Мистер Фик любит свой край, Тьерра-дель-Фуэго, и верит в его будущее. Он оглядывается на прошлое — и те дни молодым предпринимателям все здесь так легко давалось — как на хорошо прожитую жизнь, послужившую на благо общему делу.
Мы пили кофе с коньяком.
— Бебан… — он покачал головой. — Лундберг из Харбертона, — посоветовал он. — Вот с кем вам нужно отправиться к мысу Горн, а если с ним ничего не выйдет, договаривайтесь с индейцами — пойдете на каноэ. Если уж вам так не терпится, можно туда добраться на каноэ.
Мистер Фик считал, что неплохо бы мне нанести визит губернатору территории, и я отправился к нему на следующее утро в сопровождении сына мистера Фика. Заметил ли молодой человек мой поношенный костюм, или же просто его охватил естественный трепет от того, что нам предстоит увидеть важную персону, но, когда мы миновали часовых у входа и были уже в вестибюле, он с беспокойством спросил у меня, захватил ли я с собой документы. Услышав, что у меня их с собой нет, мистер Фик-младший выказал неожиданное смятение, и мне показалось, будто он просто хочет сбежать. Но чтобы не задерживаться, я потащил его за собой. Через мгновение мы уже находились в зале, который, по-моему, называется залом для аудиенций, — огромной комнате, устланной темно-красным ковром, с тяжелыми портьерами на высоких окнах.
Губернатор оказался молодым человеком с привлекательной манерой держаться: он слегка подчеркивал (и это ему шло) неизбежную значительность своей сановной персоны. Его секретарь, к счастью, был немец, он великолепно переводил, и благодаря этому наша беседа протекала свободно.

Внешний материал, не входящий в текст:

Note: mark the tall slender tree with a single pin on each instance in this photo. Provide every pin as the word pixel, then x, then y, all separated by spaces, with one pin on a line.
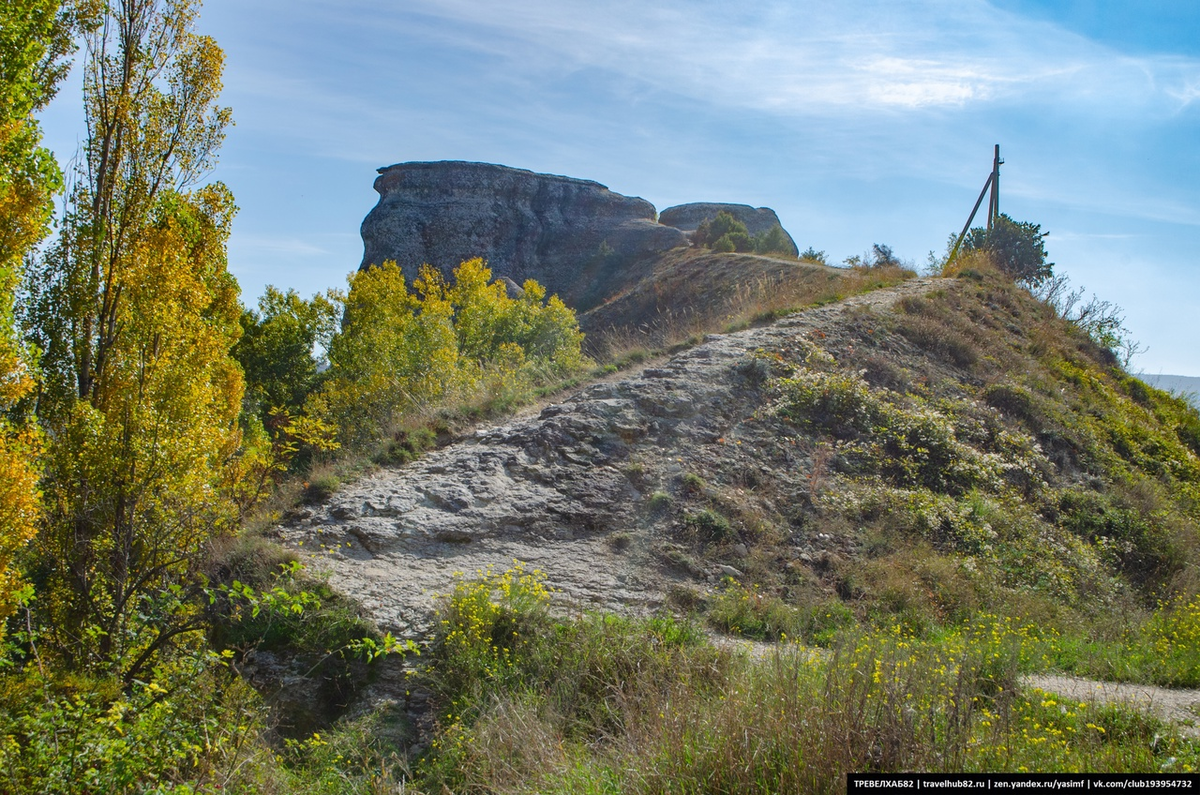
pixel 136 314
pixel 35 36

Искусство беседы между людьми неравного общественного положения — дело нетрудное. И чем значительнее разница в положении, тем более свободен ее тон. По сути дела это не серьезная беседа, а непринужденный разговор.
После обмена любезностями я сразу же перешел к делу, которое мне нужно было изложить. Я кратко обрисовал те выгоды, которые ждут Республику Аргентину, когда я опубликую свои заметки об исключительно мягком и ровном климате Тьерра-дель-Фуэго, намекнул, что американский капитал, отбросив вечный страх перед этим коварным краем, немедленно ринется сюда. Я высказал предположение, что, может быть, — и упаси господи, ведь это и вправду не исключено! — среди альпийского великолепия этих гор когда-нибудь поднимутся здания летних туристских отелей.
— Я хотел бы просить вас, — сказал я под конец, — предоставить в мое распоряжение любое военное судно, крейсер или транспорт, который несет здесь службу.
Губернатор ответил — и, по-моему, совершенно искренне, такова безграничная любезность латиноамериканцев, — что, будь в настоящий момент в здешних водах какое-нибудь судно, принадлежащее государству, это судно, безусловно, предоставили бы в мое распоряжение; и, хотя он сейчас бессилен мне помочь, я могу рассчитывать, что он сделает все возможное, дабы содействовать моей благородной цели.
— Но, — добавил он, — правительство иногда совсем забывает о нашем существовании.
Это высказывание позволяет судить, как оторвана от всей страны Ушуая.
— Вот пример, — продолжал он. — Прошлой зимой у нас семь месяцев не было никакой связи с севером. Все кто время государственным служащим не выплачивалось жалованье; в тюрьме и в городе кончились съестные припасы и табак, и самое страшное — ведь это грозило безопасности населения — многие заключенные, чей срок истекал в эти месяцы, были по необходимости отправлены в город без денег и без средств к существованию.
Так закончилась моя аудиенция, ко всеобщему удовольствию и к превеликой радости и гордости юного мистера Фика, на которого она произвела глубокое впечатление.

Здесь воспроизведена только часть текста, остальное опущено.